Reputation: 19781
HTML content:
<div class="txt-block">
<h4 class="inline">Release Date:</h4> 26 April 2019 (USA)
<span class="see-more inline"></span>
</div>
My XPath:
>>> response.xpath("//div[@class='txt-block']/h4[contains(text(), 'Release Date')]/parent::div/text()")
[<Selector xpath="//div[@class='txt-block']/h4[contains(text(), 'Release Date')]/parent::div/text()" data='\n '>,
<Selector xpath="//div[@class='txt-block']/h4[contains(text(), 'Release Date')]/parent::div/text()" data=' 26 April 2019 (USA)\n '>,
<Selector xpath="//div[@class='txt-block']/h4[contains(text(), 'Release Date')]/parent::div/text()" data='\n '>]
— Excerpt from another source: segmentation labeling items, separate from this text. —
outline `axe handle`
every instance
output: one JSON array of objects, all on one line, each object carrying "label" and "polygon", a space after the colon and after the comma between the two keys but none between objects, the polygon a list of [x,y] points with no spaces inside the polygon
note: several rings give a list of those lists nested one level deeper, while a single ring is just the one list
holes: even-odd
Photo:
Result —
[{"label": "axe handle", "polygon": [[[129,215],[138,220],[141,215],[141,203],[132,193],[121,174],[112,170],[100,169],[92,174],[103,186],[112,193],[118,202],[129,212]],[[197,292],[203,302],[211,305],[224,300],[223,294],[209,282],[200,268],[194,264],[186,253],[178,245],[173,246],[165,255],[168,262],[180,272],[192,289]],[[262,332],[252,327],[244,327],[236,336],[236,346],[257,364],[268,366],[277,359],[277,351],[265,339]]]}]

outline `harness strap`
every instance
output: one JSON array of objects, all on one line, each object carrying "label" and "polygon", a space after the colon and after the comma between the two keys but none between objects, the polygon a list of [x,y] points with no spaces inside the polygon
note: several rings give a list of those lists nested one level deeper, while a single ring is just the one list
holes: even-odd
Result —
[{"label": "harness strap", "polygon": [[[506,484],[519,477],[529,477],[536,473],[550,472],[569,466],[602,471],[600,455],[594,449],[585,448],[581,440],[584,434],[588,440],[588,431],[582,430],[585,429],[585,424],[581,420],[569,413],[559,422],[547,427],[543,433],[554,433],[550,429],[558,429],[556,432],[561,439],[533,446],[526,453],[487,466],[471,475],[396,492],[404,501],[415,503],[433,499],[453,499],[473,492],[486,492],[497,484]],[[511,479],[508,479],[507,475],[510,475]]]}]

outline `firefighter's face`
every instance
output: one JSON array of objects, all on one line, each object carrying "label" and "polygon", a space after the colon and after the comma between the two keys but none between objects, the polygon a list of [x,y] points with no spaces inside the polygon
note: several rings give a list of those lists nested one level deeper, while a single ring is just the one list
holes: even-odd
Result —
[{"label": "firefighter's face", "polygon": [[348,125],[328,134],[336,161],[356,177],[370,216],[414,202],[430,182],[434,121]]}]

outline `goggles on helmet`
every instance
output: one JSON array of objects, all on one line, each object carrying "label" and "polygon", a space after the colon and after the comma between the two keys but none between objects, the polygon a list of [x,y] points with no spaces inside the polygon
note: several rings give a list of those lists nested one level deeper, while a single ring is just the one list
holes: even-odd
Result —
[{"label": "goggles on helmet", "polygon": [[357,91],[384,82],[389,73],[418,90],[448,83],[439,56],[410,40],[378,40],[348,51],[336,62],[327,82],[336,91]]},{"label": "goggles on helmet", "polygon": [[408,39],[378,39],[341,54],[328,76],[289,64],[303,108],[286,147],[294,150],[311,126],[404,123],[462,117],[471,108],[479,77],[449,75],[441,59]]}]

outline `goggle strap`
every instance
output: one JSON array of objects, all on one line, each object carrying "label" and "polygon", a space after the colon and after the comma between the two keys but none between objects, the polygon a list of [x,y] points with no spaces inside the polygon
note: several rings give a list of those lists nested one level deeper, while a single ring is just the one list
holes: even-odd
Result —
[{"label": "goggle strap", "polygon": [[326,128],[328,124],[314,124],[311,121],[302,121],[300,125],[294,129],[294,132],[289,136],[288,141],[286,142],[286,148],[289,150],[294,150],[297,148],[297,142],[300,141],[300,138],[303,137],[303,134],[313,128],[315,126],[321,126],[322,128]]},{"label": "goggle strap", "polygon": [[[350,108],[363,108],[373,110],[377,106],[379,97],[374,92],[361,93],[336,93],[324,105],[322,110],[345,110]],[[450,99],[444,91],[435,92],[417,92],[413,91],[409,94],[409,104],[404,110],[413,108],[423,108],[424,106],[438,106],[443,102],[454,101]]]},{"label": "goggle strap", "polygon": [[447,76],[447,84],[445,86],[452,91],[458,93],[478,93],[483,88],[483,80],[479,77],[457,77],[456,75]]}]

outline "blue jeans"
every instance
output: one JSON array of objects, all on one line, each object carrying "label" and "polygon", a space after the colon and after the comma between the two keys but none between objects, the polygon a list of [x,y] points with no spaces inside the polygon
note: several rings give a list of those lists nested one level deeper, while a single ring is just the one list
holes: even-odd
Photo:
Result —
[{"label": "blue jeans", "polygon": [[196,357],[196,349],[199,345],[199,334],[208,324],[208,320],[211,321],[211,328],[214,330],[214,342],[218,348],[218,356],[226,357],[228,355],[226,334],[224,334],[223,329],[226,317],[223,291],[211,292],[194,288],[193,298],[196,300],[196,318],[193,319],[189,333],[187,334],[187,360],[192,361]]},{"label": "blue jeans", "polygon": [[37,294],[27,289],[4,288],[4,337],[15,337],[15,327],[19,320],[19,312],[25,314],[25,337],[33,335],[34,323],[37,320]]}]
Can someone explain to me why I am getting a list with three results? It should return only one. With actual Release Date: 26 April 2019 (USA)
.
Upvotes: 2
Views: 406
Reputation: 111786
This part of your XPath,
//div[@class='txt-block']/h4[contains(text(), 'Release Date')]
selects the h4
. Then /parent::div
selects the parent div
. From there, the final step, text()
, selects all text node children of that div, of which there are three: two with whitespace only, and one with " 26 April 2019 (USA)\n "
.
If you only want 26 April 2019 (USA)
, use this XPath instead:
//div[@class='txt-block']/h4[.='Release Date:']/following-sibling::text()[1]
Notes:
normalize-space()
to consolidate whitespace.h4
instead of using contains()
, but your original condition would work as well.Upvotes: 4